Audrey Murray, meanwhile, says in her half century of breeding horses she’s never dealt with suspected gayness in the breeding shed.
“We had a stallion once named Caspar Milquetoast, and he only liked grays,” she recalls with a giggle. “So we’d have to tease him with a gray mare, then run the other mare in after we teased him, and that worked.”
And that reticence can also be found elsewhere in the animal kingdom.
“I’ve asked around, and our animal keepers are not aware of any homosexual behavior,” says Pamela Baker-Masson, a spokesperson for the National Zoo. (While none of the animals on her watch are on the down-low, Baker-Masson says that a lot of folks in the caged-animal business are aware that the Bronx Zoo had a pair of gay male penguins.)
Regardless of whether War Emblem is shy or flaming, he’s costing his owners a bundle. Infertility of the sort suffered by Cigar is insurable in the racing realm; War Emblem’s disinterest in the opposite sex is not. And in an effort to keep the breeding business viable and the sport at least semi-legitimate, artificial insemination is banned in thoroughbred racing.

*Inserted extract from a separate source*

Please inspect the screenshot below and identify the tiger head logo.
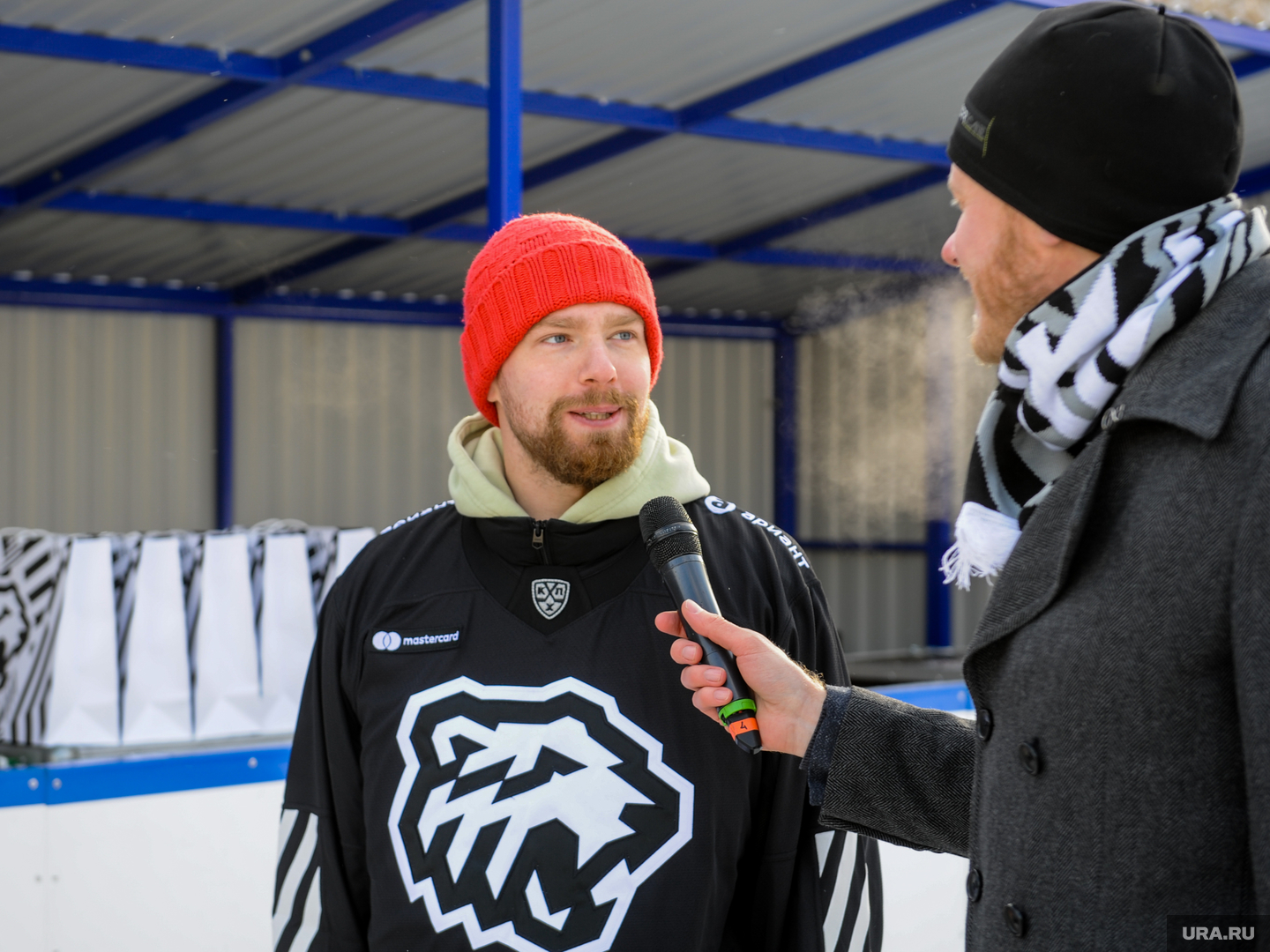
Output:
[389,678,693,952]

War Emblem’s owners, therefore, can’t hang pictures of Secretariat sans saddle in the horse’s stall and hope he works up a freezable load of mare fertilizer for use at a later date.

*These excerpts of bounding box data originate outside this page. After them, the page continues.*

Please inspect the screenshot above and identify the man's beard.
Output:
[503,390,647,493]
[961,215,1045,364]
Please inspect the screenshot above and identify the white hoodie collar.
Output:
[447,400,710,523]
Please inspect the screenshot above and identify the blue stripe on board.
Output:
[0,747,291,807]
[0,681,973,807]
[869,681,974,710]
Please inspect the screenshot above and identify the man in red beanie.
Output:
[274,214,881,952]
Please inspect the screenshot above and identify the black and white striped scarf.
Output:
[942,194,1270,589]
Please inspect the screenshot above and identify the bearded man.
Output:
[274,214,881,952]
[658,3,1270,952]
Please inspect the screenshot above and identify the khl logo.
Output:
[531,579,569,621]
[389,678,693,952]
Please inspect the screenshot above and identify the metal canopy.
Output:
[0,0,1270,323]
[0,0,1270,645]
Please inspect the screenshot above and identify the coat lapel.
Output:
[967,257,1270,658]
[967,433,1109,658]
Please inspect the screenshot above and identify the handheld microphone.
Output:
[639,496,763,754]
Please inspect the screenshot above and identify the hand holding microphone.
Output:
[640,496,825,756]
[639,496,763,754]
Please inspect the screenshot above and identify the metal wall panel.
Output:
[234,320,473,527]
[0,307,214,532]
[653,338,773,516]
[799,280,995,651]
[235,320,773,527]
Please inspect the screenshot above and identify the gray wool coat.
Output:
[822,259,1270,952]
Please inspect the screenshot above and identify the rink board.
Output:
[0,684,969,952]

So while Storm Cat is bringing home $50 million a year in stud fees to his Lexington, Ky., handlers, War Emblem’s owners just get feed bills. Our Emblem’s DNA is no longer desirable, either. He’s since been shipped to Brazil.
Not that there aren’t any winners in the War Emblem saga. Murmur Farms’ renown skyrocketed during the Our Emblem bidding war, and the breeding operation now sponsors a race on the Preakness Day undercard at Pimlico.
“I’ve heard about War Emblem’s problems. What a shame,” says Audrey Murray. “I guess we sold our horse at the right time.”